When planning vacations, do you think more about the money that’s being spent or the memories that are going to be made?
As my husband and I plan and pack for our annual trip to Egypt, we have been having a lot of these connecting conversations. Using these exact conversation prompts has lead us to learning more about each other, our different perspectives and gaining new insight that’s helped us avoid a lot of conflict.
Using that as a tool, I’ve given this to a few of my client couples as well. Every couple, including myself and my husband, have had different results.
For Moe and I, we think more about the memories that will be made but while he would rather have more money, I would rather have more time, even if it means less money.
The issue here is that neither of us are wrong, our perspectives are simply different. By understanding where the other person is coming from, we also understand each other’s intentions and motivations better. When Moe picks up extra flying trips, it takes away time from me and our kids. This could be a source of conflict if he didn’t understand that time means so much to me, especially while the kids are little. It could also be a source of conflict and resentment for me if I didn’t understand that he’s money motivated and trying to provide for our family, give us the ability to buy a house, build more memories and take fantastic vacations every year. I also need to understand that this is a sacrifice he makes because it’s hard to be away from us and miss out on the things our 2-year-old is learning every day, the memories we make finger painting or our oldest cracking jokes every 10 minutes. He misses out on those things too.
When we don’t have empathy and see each other’s intentions and motivations, we assume that our partner is wrong, doing things out of spite, they’re selfish, or so many other negative things.
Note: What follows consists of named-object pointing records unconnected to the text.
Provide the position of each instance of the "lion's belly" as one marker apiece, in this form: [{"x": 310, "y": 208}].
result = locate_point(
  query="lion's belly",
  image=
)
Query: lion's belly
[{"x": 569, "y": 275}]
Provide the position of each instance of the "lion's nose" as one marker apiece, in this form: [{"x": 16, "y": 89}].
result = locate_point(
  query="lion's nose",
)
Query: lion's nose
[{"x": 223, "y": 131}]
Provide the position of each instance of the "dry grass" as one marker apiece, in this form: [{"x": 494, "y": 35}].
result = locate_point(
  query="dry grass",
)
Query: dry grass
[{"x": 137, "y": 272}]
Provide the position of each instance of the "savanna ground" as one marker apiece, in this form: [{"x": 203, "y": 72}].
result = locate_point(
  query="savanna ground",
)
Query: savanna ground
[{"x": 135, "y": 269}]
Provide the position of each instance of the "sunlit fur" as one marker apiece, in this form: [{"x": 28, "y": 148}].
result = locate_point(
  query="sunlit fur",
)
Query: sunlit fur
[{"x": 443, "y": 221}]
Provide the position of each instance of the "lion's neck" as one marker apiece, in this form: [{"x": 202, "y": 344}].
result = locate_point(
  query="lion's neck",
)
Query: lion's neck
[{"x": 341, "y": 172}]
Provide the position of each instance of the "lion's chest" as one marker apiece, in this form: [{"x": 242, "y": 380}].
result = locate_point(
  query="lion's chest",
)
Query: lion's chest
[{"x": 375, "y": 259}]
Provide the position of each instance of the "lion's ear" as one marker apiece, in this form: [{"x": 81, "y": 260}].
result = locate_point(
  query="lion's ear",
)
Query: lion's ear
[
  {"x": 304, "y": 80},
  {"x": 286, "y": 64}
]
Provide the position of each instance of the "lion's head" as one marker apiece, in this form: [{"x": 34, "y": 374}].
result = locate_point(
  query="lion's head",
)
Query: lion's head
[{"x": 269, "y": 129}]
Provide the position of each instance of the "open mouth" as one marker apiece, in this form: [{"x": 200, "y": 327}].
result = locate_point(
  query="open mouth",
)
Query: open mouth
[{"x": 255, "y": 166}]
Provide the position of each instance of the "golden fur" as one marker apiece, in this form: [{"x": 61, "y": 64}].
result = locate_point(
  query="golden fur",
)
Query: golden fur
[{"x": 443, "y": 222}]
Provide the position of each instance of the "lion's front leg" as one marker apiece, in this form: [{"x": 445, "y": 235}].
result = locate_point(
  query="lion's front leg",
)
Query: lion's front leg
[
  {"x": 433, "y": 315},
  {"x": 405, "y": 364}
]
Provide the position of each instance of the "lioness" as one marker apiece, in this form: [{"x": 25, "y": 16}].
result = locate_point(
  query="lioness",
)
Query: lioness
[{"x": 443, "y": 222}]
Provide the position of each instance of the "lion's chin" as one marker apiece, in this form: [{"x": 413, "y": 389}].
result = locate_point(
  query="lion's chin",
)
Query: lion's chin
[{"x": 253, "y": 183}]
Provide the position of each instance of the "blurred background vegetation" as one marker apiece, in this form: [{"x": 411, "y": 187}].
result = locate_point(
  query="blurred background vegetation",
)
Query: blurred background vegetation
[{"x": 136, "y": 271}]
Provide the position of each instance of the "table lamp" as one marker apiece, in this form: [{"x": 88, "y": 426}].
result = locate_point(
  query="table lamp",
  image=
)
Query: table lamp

The narrative in our head becomes a spiderweb of lies and assumptions. However, when we look at the intentions and motivations, we see our spouse in an entirely different light. We are able to have gratitude for them, be proud of them, and even give grace where we wouldn’t have normally.
So how do we vacuum up the spiderwebs and create peace? Ask. Ask out of curiosity versus judgement. Start with the two questions at the top of this blog post. Then move to something like:
What does it mean to you when I work extra?
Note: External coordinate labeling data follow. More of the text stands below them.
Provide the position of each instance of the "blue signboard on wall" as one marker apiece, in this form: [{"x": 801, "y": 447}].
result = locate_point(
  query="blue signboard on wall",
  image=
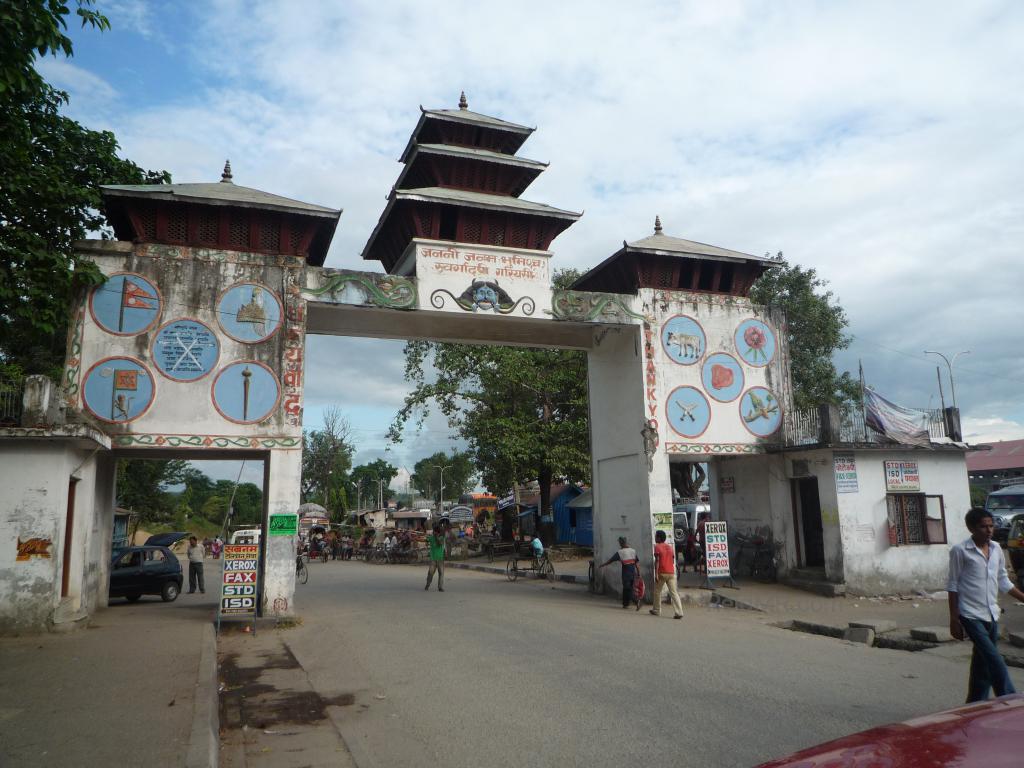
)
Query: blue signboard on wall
[
  {"x": 185, "y": 350},
  {"x": 246, "y": 392},
  {"x": 249, "y": 312},
  {"x": 118, "y": 389}
]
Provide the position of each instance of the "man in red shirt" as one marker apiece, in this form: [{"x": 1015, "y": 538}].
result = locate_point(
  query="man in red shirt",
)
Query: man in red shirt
[{"x": 665, "y": 564}]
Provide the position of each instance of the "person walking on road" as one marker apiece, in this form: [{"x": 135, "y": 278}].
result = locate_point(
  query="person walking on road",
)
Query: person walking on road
[
  {"x": 665, "y": 560},
  {"x": 631, "y": 569},
  {"x": 436, "y": 543},
  {"x": 977, "y": 569},
  {"x": 196, "y": 553}
]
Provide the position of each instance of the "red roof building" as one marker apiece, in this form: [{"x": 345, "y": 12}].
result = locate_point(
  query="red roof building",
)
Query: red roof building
[{"x": 996, "y": 464}]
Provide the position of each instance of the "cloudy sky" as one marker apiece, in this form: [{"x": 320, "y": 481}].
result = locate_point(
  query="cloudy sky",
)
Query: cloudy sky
[{"x": 879, "y": 142}]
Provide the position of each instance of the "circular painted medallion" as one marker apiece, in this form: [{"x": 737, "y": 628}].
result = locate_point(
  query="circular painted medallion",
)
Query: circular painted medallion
[
  {"x": 126, "y": 304},
  {"x": 185, "y": 350},
  {"x": 761, "y": 412},
  {"x": 683, "y": 340},
  {"x": 722, "y": 377},
  {"x": 249, "y": 312},
  {"x": 755, "y": 342},
  {"x": 688, "y": 412},
  {"x": 118, "y": 389},
  {"x": 246, "y": 392}
]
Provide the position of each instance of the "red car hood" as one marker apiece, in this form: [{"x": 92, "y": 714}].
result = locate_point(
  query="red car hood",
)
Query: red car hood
[{"x": 988, "y": 733}]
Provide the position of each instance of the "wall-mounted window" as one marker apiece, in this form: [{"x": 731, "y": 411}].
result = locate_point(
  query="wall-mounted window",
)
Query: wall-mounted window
[{"x": 915, "y": 518}]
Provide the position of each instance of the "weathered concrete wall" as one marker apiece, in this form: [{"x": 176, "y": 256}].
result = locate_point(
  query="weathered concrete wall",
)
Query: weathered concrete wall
[
  {"x": 872, "y": 565},
  {"x": 282, "y": 473},
  {"x": 724, "y": 423},
  {"x": 36, "y": 472},
  {"x": 625, "y": 492},
  {"x": 760, "y": 498}
]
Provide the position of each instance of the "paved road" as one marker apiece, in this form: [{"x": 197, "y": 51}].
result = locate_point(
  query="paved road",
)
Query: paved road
[{"x": 496, "y": 674}]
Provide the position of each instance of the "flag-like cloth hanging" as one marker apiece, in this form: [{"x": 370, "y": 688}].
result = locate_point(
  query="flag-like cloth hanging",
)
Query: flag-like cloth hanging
[
  {"x": 897, "y": 423},
  {"x": 134, "y": 296}
]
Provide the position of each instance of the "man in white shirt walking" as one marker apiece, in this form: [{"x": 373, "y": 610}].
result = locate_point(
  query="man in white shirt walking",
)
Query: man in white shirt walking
[{"x": 976, "y": 571}]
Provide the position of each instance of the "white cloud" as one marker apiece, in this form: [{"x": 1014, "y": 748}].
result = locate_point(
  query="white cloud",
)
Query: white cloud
[
  {"x": 878, "y": 142},
  {"x": 86, "y": 87},
  {"x": 991, "y": 429}
]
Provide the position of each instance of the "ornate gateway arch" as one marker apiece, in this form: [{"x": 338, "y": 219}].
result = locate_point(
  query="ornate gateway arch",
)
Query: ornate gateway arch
[{"x": 195, "y": 345}]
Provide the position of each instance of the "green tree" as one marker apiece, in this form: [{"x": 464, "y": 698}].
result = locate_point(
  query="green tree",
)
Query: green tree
[
  {"x": 143, "y": 487},
  {"x": 50, "y": 174},
  {"x": 521, "y": 411},
  {"x": 460, "y": 475},
  {"x": 815, "y": 331},
  {"x": 327, "y": 457},
  {"x": 368, "y": 476}
]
What sacrifices do you have to make when I work extra?
Is there anything that you’re seeing from a financial, emotional, mental, parental, spousal, or other perspective that I’m not seeing?
What are you motivated by?
What are your biggest fears for yourself as an individual, for us as a family, and for us as a couple?
When we have more answers, can see a different perspective and hold space for that perspective with unconditional love and acceptance and our partner can do the same, now we’re moving forward as a team. We’re able to see the bigger picture in more colors than we might have before. The narrative in our head quiets down and observes instead of getting defensive and attacking a perceived problem that may or may not be there.
Remember that there has to be a balance of energy between you and your partner. The gifts, talents and perspectives that your spouse brings to the table is different than what you bring to the table. That’s what makes you work well as a team. If you both had the same gifts and talents, you wouldn’t be unique, and you’d fail because there would be massive gaps that weren’t filled in. By each of you being different, those gaps are closed, and projects are even more vibrantly executed because of what each of you bring to the table as individuals. Own what you bring to the table but most of all, believe in and be proud of what they bring. But first, you have to discover what it is for you to believe in and be proud of.